= Motion-induced interocular suppression =

Optical phenomenon

Motion-induced interocular suppression is a phenomenon in which when one eye is presented with a constantly moving visual pattern while the other eye is shown a stationary image, the stationary image is suppressed from awareness for long periods of time. The duration of this motion-induced interocular suppression is comparable to that of continuous flash suppression; thus, the two methods can be used alternatively.

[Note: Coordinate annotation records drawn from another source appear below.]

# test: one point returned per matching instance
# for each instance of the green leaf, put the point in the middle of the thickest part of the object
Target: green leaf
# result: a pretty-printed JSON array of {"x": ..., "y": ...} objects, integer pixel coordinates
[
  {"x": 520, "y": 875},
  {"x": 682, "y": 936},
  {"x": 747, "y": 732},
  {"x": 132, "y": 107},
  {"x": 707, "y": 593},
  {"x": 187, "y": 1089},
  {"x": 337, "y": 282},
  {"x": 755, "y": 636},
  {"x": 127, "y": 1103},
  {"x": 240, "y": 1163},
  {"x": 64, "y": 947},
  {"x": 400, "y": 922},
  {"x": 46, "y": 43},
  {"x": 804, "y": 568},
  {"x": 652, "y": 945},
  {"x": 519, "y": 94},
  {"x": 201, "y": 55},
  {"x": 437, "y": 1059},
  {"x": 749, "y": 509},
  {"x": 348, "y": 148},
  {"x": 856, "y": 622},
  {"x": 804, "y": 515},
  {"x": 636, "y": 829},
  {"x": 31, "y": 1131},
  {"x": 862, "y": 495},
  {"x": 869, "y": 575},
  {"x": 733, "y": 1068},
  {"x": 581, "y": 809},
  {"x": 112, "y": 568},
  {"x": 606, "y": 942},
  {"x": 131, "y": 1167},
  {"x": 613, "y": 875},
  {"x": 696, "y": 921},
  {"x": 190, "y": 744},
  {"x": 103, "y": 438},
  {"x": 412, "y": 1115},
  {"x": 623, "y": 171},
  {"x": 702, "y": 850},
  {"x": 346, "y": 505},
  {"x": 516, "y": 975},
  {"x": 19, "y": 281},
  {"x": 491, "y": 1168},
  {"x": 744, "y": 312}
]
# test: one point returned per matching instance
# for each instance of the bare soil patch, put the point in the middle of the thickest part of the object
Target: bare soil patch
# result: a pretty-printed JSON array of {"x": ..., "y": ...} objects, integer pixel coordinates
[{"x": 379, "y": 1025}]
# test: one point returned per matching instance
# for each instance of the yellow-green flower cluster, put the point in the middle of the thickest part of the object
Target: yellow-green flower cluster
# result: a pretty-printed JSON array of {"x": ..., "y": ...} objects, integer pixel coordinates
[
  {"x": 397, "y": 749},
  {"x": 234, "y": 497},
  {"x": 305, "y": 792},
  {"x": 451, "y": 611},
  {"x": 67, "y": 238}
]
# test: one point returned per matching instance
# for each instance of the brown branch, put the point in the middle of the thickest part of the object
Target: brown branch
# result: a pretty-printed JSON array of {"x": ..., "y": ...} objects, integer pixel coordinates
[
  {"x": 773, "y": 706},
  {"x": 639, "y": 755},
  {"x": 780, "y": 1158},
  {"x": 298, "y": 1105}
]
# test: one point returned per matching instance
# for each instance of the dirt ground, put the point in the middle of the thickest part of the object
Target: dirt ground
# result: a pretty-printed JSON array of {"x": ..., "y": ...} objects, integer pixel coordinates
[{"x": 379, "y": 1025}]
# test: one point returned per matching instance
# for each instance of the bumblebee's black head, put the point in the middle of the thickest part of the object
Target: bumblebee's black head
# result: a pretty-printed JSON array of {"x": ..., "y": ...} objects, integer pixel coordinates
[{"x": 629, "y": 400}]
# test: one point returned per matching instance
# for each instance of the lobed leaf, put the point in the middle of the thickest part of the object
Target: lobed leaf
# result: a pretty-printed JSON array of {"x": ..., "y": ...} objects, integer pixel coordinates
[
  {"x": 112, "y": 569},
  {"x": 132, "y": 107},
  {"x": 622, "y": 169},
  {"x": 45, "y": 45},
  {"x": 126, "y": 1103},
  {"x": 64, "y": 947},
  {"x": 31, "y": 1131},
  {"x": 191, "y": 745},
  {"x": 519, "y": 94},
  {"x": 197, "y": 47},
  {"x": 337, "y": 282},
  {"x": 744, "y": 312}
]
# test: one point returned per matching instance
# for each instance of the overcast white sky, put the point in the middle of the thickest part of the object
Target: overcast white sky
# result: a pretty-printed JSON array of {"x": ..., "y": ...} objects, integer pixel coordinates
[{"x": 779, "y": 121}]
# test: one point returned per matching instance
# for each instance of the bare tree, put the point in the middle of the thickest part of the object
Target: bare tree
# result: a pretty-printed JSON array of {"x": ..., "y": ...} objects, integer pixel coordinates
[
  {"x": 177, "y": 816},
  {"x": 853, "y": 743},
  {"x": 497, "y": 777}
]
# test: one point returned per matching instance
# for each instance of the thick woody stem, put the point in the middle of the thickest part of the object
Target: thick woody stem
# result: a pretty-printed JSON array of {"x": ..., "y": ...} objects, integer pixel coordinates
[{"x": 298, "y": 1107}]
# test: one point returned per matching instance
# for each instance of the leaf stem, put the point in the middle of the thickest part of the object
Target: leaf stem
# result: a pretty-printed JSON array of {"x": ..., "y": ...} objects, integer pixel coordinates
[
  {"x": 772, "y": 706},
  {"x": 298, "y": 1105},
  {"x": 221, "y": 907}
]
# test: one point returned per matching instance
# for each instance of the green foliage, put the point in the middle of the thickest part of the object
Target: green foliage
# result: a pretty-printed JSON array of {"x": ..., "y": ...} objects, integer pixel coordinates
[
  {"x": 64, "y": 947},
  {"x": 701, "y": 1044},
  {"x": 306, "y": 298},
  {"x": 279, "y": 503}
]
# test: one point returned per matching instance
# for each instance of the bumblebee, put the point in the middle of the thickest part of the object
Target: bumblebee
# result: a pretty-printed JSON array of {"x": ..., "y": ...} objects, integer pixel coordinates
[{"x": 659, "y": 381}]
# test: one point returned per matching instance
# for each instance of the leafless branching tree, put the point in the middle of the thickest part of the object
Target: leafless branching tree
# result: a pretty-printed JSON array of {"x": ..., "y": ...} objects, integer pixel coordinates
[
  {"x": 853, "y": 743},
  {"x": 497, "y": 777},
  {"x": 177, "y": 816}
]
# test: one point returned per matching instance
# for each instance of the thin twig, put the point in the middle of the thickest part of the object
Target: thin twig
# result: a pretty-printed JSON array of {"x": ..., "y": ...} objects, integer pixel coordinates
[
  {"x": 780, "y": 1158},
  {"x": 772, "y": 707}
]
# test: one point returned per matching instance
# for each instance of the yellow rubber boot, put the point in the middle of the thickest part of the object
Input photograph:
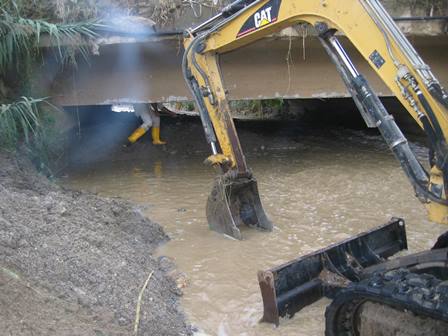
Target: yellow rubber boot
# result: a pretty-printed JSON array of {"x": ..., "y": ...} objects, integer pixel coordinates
[
  {"x": 137, "y": 134},
  {"x": 155, "y": 132}
]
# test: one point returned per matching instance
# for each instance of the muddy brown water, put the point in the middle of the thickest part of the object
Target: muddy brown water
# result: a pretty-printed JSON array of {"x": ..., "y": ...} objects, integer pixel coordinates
[{"x": 317, "y": 188}]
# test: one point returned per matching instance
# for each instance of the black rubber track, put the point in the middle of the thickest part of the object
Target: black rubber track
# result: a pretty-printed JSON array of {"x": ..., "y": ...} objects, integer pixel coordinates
[{"x": 423, "y": 294}]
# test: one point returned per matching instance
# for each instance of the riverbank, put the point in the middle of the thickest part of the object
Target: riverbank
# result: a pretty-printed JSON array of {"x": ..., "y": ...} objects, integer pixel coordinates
[{"x": 73, "y": 263}]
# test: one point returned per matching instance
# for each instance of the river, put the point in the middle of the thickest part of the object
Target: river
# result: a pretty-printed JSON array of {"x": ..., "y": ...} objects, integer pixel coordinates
[{"x": 318, "y": 186}]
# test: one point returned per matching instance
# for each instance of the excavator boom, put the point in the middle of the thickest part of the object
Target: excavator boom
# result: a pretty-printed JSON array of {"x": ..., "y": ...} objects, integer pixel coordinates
[{"x": 357, "y": 268}]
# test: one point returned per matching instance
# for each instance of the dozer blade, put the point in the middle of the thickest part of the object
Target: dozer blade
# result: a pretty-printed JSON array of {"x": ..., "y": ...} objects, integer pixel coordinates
[
  {"x": 234, "y": 202},
  {"x": 288, "y": 288}
]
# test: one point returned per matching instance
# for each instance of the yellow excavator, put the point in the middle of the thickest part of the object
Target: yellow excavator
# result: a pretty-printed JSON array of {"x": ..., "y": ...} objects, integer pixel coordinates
[{"x": 355, "y": 273}]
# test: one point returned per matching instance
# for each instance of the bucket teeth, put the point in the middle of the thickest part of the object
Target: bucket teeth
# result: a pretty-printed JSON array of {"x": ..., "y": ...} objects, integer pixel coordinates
[{"x": 234, "y": 202}]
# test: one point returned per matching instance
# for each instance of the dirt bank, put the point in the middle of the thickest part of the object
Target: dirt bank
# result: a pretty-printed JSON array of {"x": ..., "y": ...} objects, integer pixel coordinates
[{"x": 73, "y": 263}]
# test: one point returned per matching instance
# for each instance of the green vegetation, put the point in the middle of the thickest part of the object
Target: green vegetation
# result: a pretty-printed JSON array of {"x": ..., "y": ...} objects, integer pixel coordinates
[{"x": 23, "y": 119}]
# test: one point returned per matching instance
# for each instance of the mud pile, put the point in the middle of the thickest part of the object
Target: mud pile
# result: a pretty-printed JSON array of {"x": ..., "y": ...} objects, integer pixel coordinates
[{"x": 73, "y": 263}]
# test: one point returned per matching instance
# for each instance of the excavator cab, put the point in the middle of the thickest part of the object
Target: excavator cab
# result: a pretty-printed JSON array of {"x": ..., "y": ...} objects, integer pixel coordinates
[{"x": 356, "y": 271}]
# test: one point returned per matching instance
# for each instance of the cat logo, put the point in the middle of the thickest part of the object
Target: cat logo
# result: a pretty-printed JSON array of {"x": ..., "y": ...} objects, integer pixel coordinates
[{"x": 264, "y": 16}]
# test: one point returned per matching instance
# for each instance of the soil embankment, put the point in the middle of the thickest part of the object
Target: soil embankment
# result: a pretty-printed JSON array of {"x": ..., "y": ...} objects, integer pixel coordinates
[{"x": 73, "y": 263}]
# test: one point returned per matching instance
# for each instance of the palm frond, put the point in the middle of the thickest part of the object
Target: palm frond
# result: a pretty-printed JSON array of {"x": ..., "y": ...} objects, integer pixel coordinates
[
  {"x": 19, "y": 37},
  {"x": 20, "y": 118}
]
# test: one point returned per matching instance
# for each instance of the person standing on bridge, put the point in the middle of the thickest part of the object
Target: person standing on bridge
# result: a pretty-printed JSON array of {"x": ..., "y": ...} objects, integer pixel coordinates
[{"x": 150, "y": 115}]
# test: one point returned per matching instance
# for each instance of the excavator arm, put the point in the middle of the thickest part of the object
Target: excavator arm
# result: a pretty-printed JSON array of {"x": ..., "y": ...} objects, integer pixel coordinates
[
  {"x": 354, "y": 273},
  {"x": 234, "y": 199}
]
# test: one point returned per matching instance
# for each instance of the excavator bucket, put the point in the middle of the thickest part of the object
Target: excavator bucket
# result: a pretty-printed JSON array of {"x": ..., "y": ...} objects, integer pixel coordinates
[
  {"x": 233, "y": 203},
  {"x": 288, "y": 288}
]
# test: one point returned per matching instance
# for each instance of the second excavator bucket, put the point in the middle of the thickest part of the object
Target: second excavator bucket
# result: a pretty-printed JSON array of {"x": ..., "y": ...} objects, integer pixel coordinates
[
  {"x": 234, "y": 202},
  {"x": 288, "y": 288}
]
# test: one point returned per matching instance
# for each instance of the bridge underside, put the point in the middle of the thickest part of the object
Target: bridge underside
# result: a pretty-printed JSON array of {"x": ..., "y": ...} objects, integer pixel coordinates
[{"x": 150, "y": 72}]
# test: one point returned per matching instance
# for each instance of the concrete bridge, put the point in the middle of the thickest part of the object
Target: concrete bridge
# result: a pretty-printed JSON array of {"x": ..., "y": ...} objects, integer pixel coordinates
[{"x": 134, "y": 67}]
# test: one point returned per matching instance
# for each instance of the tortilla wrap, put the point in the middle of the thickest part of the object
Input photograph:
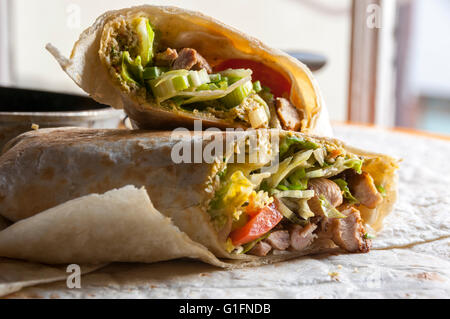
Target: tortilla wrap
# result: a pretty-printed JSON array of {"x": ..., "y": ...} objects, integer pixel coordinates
[
  {"x": 48, "y": 167},
  {"x": 216, "y": 42}
]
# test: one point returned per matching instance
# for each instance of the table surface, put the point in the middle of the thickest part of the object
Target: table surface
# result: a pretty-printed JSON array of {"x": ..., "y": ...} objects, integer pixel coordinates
[{"x": 404, "y": 263}]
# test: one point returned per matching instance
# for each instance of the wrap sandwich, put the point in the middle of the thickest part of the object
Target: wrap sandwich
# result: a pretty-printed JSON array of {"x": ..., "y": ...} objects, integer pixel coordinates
[
  {"x": 255, "y": 196},
  {"x": 167, "y": 67}
]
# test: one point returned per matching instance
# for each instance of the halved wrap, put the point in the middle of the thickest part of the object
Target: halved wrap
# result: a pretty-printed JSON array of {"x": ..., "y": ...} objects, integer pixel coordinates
[
  {"x": 255, "y": 196},
  {"x": 167, "y": 66}
]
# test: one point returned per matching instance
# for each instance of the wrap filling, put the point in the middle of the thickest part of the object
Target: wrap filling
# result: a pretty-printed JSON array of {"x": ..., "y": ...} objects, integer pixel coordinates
[
  {"x": 316, "y": 191},
  {"x": 182, "y": 79}
]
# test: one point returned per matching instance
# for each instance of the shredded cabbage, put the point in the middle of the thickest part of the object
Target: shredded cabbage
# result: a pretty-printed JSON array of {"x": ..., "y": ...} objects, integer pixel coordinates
[{"x": 329, "y": 210}]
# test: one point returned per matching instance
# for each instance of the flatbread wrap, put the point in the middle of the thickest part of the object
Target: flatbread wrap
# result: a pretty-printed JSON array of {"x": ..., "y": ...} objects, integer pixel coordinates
[
  {"x": 167, "y": 67},
  {"x": 251, "y": 196}
]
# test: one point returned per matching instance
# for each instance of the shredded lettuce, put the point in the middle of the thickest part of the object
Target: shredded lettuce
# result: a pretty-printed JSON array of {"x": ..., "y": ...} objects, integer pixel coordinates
[
  {"x": 329, "y": 210},
  {"x": 287, "y": 166},
  {"x": 341, "y": 164},
  {"x": 307, "y": 194},
  {"x": 345, "y": 191}
]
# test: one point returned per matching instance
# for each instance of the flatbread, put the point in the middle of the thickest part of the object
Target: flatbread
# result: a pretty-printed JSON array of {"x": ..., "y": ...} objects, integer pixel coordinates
[{"x": 215, "y": 40}]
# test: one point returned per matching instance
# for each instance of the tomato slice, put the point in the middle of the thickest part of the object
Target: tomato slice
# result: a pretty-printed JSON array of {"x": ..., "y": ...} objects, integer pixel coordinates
[
  {"x": 266, "y": 219},
  {"x": 269, "y": 77}
]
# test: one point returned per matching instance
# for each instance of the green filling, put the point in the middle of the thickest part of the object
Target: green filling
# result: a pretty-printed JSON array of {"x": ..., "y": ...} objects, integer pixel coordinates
[{"x": 346, "y": 191}]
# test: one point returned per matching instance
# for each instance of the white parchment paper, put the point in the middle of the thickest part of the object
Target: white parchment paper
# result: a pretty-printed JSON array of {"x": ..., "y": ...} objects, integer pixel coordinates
[{"x": 413, "y": 263}]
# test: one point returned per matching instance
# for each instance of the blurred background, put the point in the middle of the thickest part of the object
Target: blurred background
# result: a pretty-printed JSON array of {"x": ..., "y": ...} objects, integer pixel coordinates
[{"x": 387, "y": 61}]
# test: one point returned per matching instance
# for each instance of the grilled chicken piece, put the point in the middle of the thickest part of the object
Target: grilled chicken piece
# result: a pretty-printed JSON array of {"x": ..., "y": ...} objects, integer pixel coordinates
[
  {"x": 363, "y": 188},
  {"x": 279, "y": 239},
  {"x": 347, "y": 233},
  {"x": 301, "y": 237},
  {"x": 288, "y": 114},
  {"x": 190, "y": 59},
  {"x": 261, "y": 249},
  {"x": 329, "y": 189},
  {"x": 166, "y": 58}
]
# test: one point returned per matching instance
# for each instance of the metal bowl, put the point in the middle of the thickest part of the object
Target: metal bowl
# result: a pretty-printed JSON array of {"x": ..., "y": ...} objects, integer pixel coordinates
[{"x": 20, "y": 109}]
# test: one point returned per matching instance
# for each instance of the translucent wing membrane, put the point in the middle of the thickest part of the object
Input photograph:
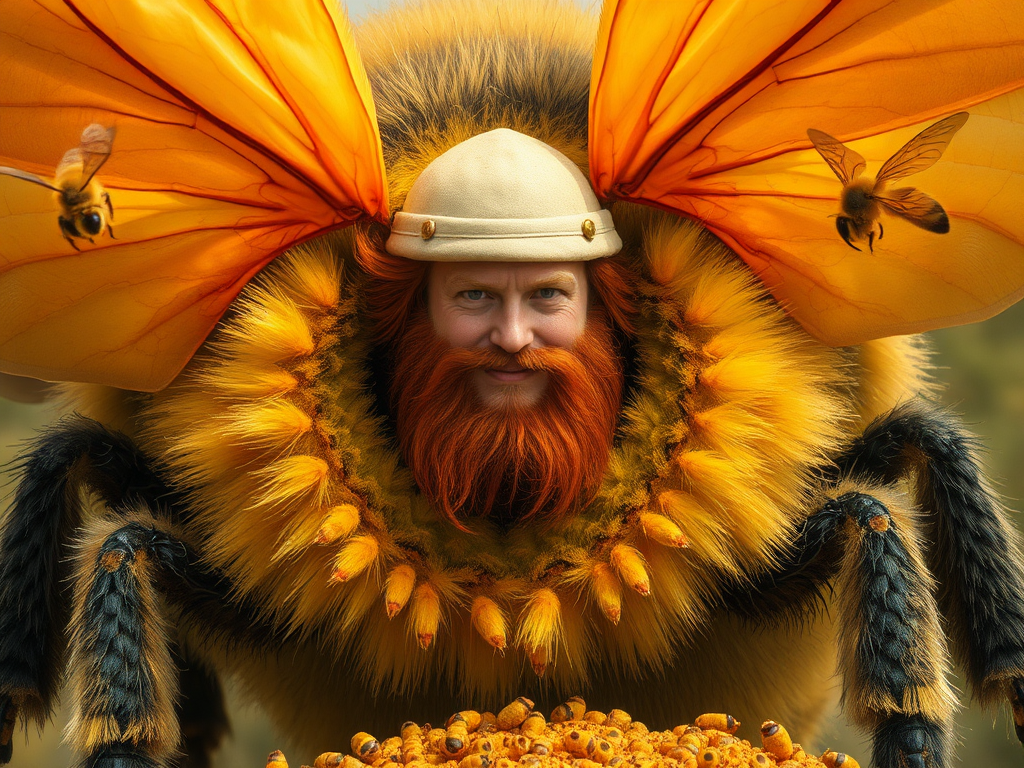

The duration of suppression in both methods is maximized if the image being suppressed has low luminance contrast or a low spatial frequency spectrum. Motion-induced interocular suppression is fundamentally different from motion induced blindness: firstly, the latter is due to the interaction of moving and stationary stimuli closely located within the same eye, while the former requires an interaction between stimuli presented to different eyes in corresponding visual areas. Secondly, motion-induced interocular suppression can induce invisibility of a large stimulus presented at the fovea, whereas motion-induced blindness requires the stimulus to be small and peripherally located. Thirdly, decreasing the contrast of the stimulus to be suppressed increases the duration of motion-induced interocular suppression, but decreases the duration of motion-induced blindness. Whether motion-induced interocular suppression and continuous flash suppression have common neural mechanisms is still unknown.